17. Sevinçle tahammül etmek nasıl meyve verebilir?
17 Çalıştığımız sahayı tekrar ve tekrar taradığımızda, doğru yürek tutumuna sahip olan insanlar, tahammül ve sevincimizden etkilenip, bizdeki izzetli ümidi incelemeye teşvik edilmiş olabilirler. Onlarla birlikte Mukaddes Kitabı muntazaman tetkik etmek, ne muazzam bir sevinçtir. Hele Tanrı’nın Sözünün değerli hakikatlerini yüreklerine indirip sonunda Yehova’nın hizmetinde çalışan iş arkadaşlarımız oldukları zaman ne tarifsiz bir sevinç duyuyoruz! İşte o zaman, resul Pavlus’un, kendi günlerindeki yeni iman eden kişilere söylediği şu sözleri biz de söyleyebiliyoruz: “Çünkü ümidimiz, yahut sevincimiz, yahut övünme tacımız nedir? Evet, Rabbimiz İsa’nın huzurunda, onun gelişinde siz değil misiniz? Çünkü izzetimiz ve sevincimiz sizsiniz.” (I. Selânikliler 2:19, 20) Gerçekten de, yeni kişileri, Tanrı’nın Sözünün hakikatinde güdüp, onların vakfolmuş ve vaftiz edilmiş Şahitler olmalarına yardım etmek, tatminkâr bir sevinç oluşturur.
Destek Veren Sevinç
18. Çeşitli denemelerle başa çıkmamıza neler yardım edecektir?

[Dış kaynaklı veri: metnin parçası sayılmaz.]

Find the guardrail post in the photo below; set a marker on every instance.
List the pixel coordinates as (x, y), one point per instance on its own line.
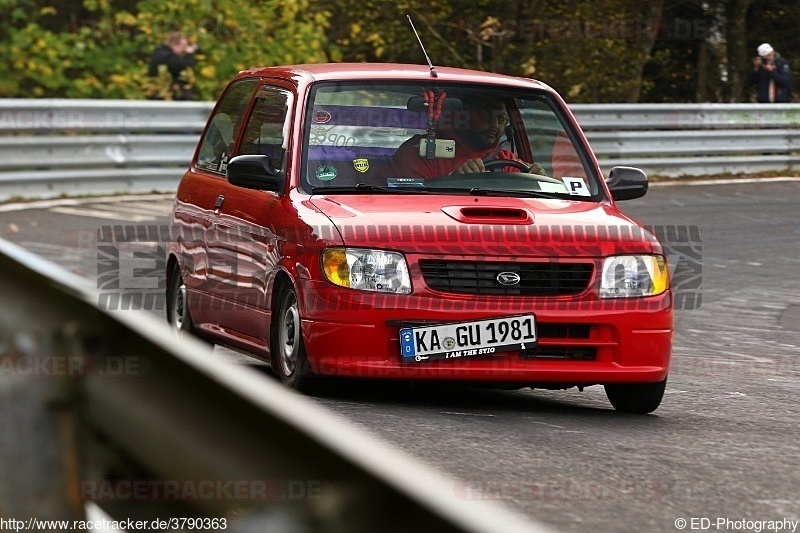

18 Günlük yaşamımızda, sabır veya tahammül gerektiren pek çok durumla karşılaşırız. Fiziksel hastalıklar, depresyon ve ekonomik zorluklar sadece bunlardan birkaçıdır. Bu tür denemelere göğüs geren İsa’nın bir takipçisi, acaba sevincini nasıl koruyabilir? Bu, teselli ve rehberlik için Tanrı’nın Sözüne başvurmakla mümkündür. Mezmurları okumak veya birine okutarak dinlemek, deneme anlarında çok canlandırıcı olabilir. Davud’un şu hikmetli öğüdü de dikkatimizden kaçmasın: “Yükünü RABBE (Yehova’ya) bırak, ve o sana destek olur; salihi asla sarsılmağa bırakmaz.” (Mezmur 55:22) Yehova, gerçekten “duayı işiten”dir.—Mezmur 65:2.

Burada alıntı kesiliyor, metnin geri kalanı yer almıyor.